Average caffeine in coffee is about 95% per 8 ounces of coffee, that can be too much for people who rarely drink coffee. Caffeine side effects can also be undesirable for people who do not drink coffee on a daily basis. Larger doses of caffeine can cause insomnia, nervousness, restlessness, nausea, increased heart rate, and other side effects. But, for people who find coffee as ubiquitous as water, quitting caffeine can be brutally painful and difficult.
Higher doses of caffeine are believed to improve physical performance. When caffeine is consumed as a pre-meal workout, it requires 3 mg per kilogram of body weight, and sometimes even higher dosage of caffeine is needed to improve endurance. The positive effects of caffeine are real and valuable, but in this case, more is not better. The question is how to replace caffeine in coffee with other caffeinated products?
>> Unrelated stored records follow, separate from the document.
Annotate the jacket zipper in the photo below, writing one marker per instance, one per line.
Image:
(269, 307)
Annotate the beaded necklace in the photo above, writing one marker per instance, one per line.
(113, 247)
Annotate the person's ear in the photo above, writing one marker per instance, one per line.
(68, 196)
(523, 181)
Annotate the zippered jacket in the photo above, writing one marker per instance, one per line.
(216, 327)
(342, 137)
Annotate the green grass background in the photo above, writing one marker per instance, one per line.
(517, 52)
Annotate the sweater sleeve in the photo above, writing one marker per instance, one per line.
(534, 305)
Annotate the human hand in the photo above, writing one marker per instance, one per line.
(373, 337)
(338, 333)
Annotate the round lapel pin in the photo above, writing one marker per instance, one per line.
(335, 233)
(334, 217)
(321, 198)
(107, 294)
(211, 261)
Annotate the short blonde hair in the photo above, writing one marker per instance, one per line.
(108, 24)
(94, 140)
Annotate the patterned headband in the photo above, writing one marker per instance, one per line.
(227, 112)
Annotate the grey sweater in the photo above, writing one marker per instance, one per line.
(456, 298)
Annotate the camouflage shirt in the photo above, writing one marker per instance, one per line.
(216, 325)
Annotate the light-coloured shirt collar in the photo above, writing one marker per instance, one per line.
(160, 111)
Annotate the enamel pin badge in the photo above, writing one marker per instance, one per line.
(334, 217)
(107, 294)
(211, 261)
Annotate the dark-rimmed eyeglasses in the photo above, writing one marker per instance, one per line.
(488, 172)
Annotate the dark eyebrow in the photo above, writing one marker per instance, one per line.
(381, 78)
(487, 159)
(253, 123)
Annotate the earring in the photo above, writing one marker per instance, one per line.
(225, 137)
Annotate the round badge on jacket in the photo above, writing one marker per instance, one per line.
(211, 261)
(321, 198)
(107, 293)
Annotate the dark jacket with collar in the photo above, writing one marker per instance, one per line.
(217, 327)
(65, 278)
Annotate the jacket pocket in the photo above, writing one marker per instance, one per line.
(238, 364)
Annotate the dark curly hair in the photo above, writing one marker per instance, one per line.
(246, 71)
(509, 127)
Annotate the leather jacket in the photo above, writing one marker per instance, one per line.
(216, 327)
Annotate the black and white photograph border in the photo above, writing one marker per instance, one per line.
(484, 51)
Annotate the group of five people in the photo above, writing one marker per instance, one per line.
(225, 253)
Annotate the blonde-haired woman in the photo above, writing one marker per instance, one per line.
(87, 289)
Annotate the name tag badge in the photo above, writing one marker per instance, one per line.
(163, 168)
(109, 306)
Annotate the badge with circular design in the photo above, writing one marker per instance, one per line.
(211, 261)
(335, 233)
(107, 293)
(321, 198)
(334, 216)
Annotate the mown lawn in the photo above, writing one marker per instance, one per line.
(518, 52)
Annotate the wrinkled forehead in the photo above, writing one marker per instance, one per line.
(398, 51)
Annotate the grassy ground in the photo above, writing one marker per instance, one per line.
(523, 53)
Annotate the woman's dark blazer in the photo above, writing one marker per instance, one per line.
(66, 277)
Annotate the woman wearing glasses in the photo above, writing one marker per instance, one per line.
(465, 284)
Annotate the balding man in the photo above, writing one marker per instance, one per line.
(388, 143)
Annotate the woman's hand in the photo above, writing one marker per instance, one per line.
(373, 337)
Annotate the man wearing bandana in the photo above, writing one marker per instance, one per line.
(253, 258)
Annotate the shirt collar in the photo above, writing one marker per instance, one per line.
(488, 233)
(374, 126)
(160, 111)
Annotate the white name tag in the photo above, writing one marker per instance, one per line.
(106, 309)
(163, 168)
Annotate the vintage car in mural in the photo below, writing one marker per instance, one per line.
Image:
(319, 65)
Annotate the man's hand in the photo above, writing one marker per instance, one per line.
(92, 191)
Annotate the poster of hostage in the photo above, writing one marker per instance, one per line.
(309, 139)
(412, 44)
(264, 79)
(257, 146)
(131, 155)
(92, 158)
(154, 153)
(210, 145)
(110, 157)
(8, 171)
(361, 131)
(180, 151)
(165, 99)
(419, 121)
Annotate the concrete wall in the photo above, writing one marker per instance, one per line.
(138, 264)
These 10 caffeine rich foods and drinks give you less dosage of caffeine but remain giving you those jitters compared to your standard cup of joe.
Chocolate
Aside from its benefits for health, caffeine in chocolate is 12 milligrams for every 1 ounce of chocolate. A whole bar of chocolate contains about 17 milligrams.
Tea
Most varieties of tea can also be the most caffeinated drink. Though, it depends on how strong you brew, but black tea has the most caffeine compared to green or white teas.
Soda and soft drinks
Not only rich in sugar, soft drinks also contain caffeine. A 12-ounce of soda typically has 30 to 40 milligrams of caffeine. Some brands of root beer and lemon-lime soda also have caffeine on its ingredients.
Energy drinks
Most energy drinks rely on a caffeine jolt. The caffeine in an energy drink can range anywhere from 40 to 250 mg per 8 ounces. If you drink energy drinks more than the suggested one serving per container, it means you will be taking more caffeine.
Ice cream and yogurts
Coffee, mocha, and chocolate yogurts might also be hiding caffeine. In fact, coffee and mocha flavored dairy products and frozen have more caffeine than their chocolate flavored relatives.
Cereal
You might be surprised that between your bowl of breakfast cereal, it contains more caffeine. Adding it with a glass of black coffee will surely increase its caffeine. A cocoa flavored cereal, for example, has 1 milligram of caffeine per 3/4 cup.
Chocolate milk
If you think that chocolate is better to replace coffee, think again. One cup of hot chocolate milk contains 2.5 milligrams of caffeine.
Cocoa powder
Thinking of sprinkle cocoa powder into your bakery or hot milk drinks but you avoid caffeine? Think again. Keep in mind that unsweetened cocoa powder adds more than just a chocolate taste to your bakeries. One tablespoon contains 12.4 milligram of caffeine which is equal to one sip of coffee.
Kombucha
Certain brands of kombucha use caffeinated tea in their blend. It usually contains anywhere between 8 to 15 milligrams of caffeine per serving depending on the flavor.
Oreos
Who doesn’t like Oreos? This sandwich cookie consisting of two wafers with a sweet creme filling, in fact, has 1.3 milligram of caffeine per cookie. Eating more means you take up more caffeine from your favorite Oreo.